J´ai sorti la tête de l´eau sur cette 3ème étape, qui se déroulait pour moitié en territoire allemand.

La consigne au briefing était de prendre l´échappée. Dès le départ, je saute sur tout ce qui bouge, et ne ménage pas ma peine. Les jambes fonctionnent plutôt bien. A 3-4 reprises j´intègre un groupe de 3-5 coureurs qui fait le trou, mais de nombreux équipes veulent prendre place dans le bon wagon, synonyme de chance de victoire d´étape, mais aussi des mentions significatives dans les médias qui suivent la course. C´est en effet la seule course par étape de ce niveau au Pays-Bas, et les meilleures équipes hollandaises doivent se montrer d´une facon ou d´une autre pour décrocher audience et sponsors. J´insiste, couvrant plus de 10 kilomètres au dessus de mon seuil, et finalement prend part à l´échappée du jour avec 4 autres coureurs. Nous roulons fort pendant une vingtaine de kilomètres, le peloton restant à 15 secondes ! C´est l´équipe Jo Piels qui fait le forcing pour propulser un de ses coureurs à l´avant. Chose faite puisque l´un des leurs fait le saut avec un coureur de la réserve de Lotto Julbo. Nous sommes donc 7 à nous relayer efficacement, creusant un écart au delà de 2 minutes, ce qui est beaucoup aux Pays-Bas où toutes les courses se courent à 45 km/h de moyenne minimum !

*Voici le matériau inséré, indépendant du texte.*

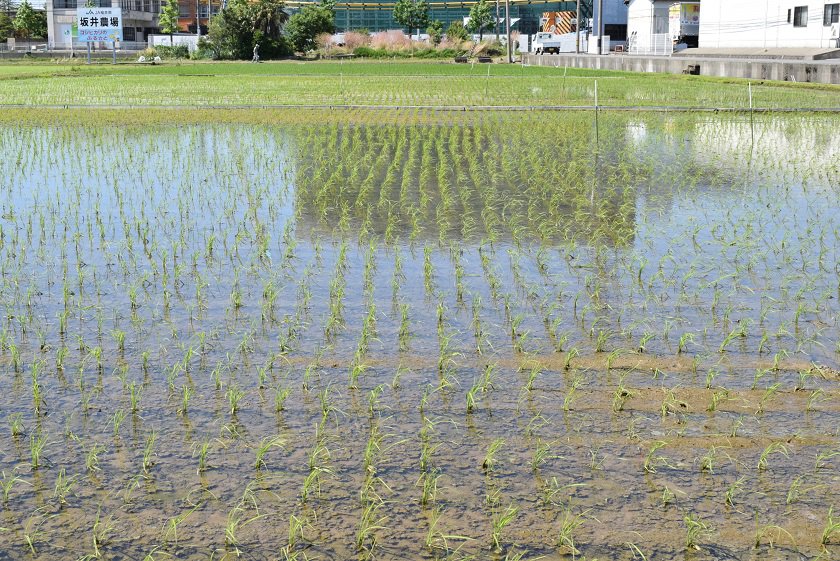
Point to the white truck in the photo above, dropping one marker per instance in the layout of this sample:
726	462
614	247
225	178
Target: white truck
546	43
684	24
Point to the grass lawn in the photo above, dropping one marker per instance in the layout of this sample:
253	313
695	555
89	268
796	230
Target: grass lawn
367	83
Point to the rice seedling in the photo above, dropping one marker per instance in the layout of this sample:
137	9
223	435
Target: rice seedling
149	452
772	448
263	448
832	527
653	460
500	521
569	524
770	533
36	450
490	459
234	395
695	530
8	483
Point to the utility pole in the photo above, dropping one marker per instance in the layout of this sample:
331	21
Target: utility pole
507	30
497	20
601	28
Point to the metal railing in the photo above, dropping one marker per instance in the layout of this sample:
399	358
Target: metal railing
77	47
656	44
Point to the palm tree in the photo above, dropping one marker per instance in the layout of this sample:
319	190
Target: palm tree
269	18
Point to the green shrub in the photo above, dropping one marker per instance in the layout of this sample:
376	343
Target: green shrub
424	53
177	51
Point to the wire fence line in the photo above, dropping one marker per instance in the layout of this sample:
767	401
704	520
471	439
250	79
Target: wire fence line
451	108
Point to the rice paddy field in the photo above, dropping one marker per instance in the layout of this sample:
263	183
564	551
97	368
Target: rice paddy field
391	84
416	333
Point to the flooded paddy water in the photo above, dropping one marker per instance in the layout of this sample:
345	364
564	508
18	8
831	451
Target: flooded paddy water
449	336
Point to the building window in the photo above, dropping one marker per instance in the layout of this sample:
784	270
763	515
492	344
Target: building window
800	16
832	14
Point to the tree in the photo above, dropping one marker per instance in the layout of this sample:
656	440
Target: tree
412	14
242	24
7	29
480	18
435	31
305	26
28	23
168	19
456	32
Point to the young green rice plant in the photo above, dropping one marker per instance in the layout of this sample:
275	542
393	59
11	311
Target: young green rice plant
685	339
500	521
149	452
815	397
569	524
670	404
667	497
570	355
621	394
92	457
134	392
369	523
734	489
435	538
281	394
711	458
100	533
428	482
490	459
119	337
262	449
36	449
823	457
711	374
717	397
170	532
769	393
404	333
32	528
695	530
832	527
645	339
571	394
7	483
16	424
653	460
234	395
541	455
186	395
200	450
770	533
772	448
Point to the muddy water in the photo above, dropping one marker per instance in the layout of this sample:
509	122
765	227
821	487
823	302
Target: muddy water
643	332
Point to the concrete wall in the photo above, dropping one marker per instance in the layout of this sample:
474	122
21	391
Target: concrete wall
762	24
821	72
615	12
647	18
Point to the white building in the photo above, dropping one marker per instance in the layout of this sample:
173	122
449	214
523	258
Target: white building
139	20
770	24
647	26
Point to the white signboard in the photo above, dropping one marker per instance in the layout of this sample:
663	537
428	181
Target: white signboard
99	24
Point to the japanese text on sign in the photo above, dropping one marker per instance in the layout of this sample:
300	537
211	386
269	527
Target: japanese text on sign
100	24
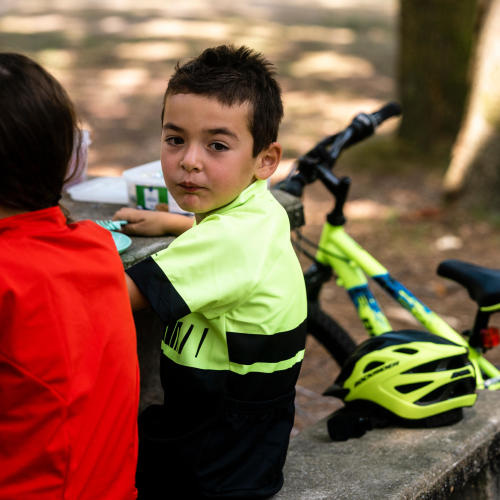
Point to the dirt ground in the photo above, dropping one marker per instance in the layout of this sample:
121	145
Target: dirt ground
334	58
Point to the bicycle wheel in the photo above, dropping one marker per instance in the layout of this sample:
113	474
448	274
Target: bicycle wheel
329	333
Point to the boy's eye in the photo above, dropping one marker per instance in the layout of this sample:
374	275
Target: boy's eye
218	146
174	140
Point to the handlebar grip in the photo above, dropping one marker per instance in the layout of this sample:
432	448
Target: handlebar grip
364	124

tgkzxx6a75om A 40 kilomètres de l´arrivée le peloton met les gaz et revient à 1´30. Nous faisons de même pour tenter de décourager les équipes de sprinteurs et reprenons plus de 2 minutes à 25 kms de l´arrivée. Dés lors, notre avance fond comme neige au soleil, ce qui a pour effet de nous désolidariser … les attaques fusent mais nous conservons 30 secondes aux 10 kms. L´adrénaline de l´arrivée qui se rapproche me redonne des forces et je reste au contact des plus costauds du groupe, comme Thery Shir (BMC development Team). Nous sommes finalement avalés à 3kms de l´arrivée, par le train Parkhotel Valkenburg du sprinteur Stroetinga, victorieux pour la seconde fois.

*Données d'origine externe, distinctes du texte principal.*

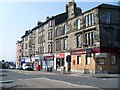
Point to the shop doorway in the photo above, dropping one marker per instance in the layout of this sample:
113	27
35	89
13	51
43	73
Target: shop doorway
59	63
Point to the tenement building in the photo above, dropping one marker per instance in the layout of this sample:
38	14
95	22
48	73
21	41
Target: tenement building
91	39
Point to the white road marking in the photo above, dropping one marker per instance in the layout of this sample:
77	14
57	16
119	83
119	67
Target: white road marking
6	81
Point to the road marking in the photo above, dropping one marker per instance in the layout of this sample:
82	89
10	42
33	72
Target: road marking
6	81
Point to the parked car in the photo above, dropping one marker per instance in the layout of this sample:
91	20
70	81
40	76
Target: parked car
27	67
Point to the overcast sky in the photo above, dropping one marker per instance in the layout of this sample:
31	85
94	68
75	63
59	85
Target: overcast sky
16	17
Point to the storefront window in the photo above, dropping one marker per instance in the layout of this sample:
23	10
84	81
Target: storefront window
78	59
113	60
87	60
101	61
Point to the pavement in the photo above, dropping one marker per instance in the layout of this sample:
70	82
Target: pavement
103	75
77	74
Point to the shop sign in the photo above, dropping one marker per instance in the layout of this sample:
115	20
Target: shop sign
60	55
100	55
78	52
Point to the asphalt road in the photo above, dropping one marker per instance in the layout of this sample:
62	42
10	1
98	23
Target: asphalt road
12	76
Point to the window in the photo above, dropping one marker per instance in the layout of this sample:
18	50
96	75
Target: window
89	20
86	21
89	38
49	36
87	60
49	48
113	59
42	49
50	23
78	24
65	29
79	41
107	17
92	18
26	46
101	61
65	43
58	45
78	59
89	17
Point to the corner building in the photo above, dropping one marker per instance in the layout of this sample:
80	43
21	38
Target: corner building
96	30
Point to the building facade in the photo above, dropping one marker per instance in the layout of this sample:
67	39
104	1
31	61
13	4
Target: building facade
91	38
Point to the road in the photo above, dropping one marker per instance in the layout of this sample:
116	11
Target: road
37	79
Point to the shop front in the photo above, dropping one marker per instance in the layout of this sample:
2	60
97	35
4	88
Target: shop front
48	61
80	62
59	61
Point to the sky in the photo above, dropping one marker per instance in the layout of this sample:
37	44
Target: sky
17	17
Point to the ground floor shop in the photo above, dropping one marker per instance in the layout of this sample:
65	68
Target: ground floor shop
97	63
60	61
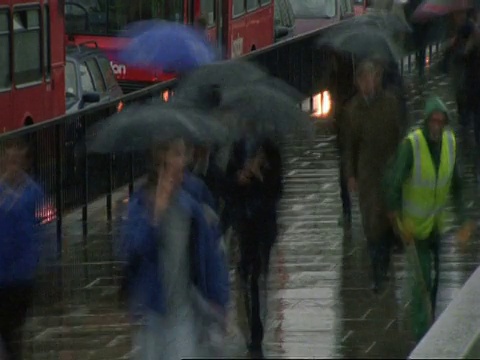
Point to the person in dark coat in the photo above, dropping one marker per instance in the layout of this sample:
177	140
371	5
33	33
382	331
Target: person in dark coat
19	247
255	175
374	121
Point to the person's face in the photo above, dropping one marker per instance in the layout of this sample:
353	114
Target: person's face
379	78
367	83
436	124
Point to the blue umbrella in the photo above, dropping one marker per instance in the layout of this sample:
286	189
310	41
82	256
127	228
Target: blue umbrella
166	45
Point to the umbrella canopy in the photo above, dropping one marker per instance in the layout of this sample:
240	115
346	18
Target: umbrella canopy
430	9
381	20
209	96
362	42
166	45
261	110
139	127
199	85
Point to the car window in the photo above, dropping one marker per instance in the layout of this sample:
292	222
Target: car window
86	79
107	72
97	77
71	88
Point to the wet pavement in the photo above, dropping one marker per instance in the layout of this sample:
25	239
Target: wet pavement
320	303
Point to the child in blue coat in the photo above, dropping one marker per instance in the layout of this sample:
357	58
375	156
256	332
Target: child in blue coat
176	279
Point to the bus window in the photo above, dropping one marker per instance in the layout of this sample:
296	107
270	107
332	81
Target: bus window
107	72
346	6
27	45
46	41
208	11
304	9
71	86
86	79
238	8
96	76
5	65
252	5
120	13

Comme sur le Tour du Maroc, j´ai bien cru que notre échappée au long cours pouvais aller au bout … Ce fut une journées vraiment couteuse en énergie, avec certainement une grosse moyenne de watt, mais je me suis fais plaisir à l´avant de la course ! Je constate aussi que j´ai pris de la « caisse », étant capable de jouer les baroudeurs sur cette course très rapide, destiné aux purs rouleurs-sprinteurs.


Etape 4 : Un parfum de Kermess

La société belge 3M ayant mis un gros chèque sur la table pour pérenniser l´Olympia´s Tour, nous avions droit à une étape sur leurs terres, à Diegem dans la banlieue bruxelloise. Une étape typiquement belge, la seule un peu vallonné (1000m d+),dans le style des « Kermess ». C´est á dire que le parcours, entre portions á découvert venté, traversé de villages et virage/intersections à pleine vitesse, et secteur pavé, n´offrait peu de répit ! Comme la veille, beaucoup d´équipes veulent être représenter dans l´échappée, et la moyenne est de 47 km/h pendant les 90 premiers kilomètres, avant qu´une échappée s´en aille. La fin de la course suit un scénario standard, avec le peloton qui met en route progressivement pour avaler les échappées à 10kms de l´arrivée. Fatigué de la veille et pas inspiré par une arrivée de kamikaze, je me met au service de mon coéquipier Johan. Je tâche de le protéger du vent et de le maintenir en bonne position durant les 30 derniers kilomètres. Il ne trouvera malheureusement pas l´ouverture au sprint. Comme la veille, je finis en queue de peloton, content de barrer une étape de plus de cette course vraiment difficile !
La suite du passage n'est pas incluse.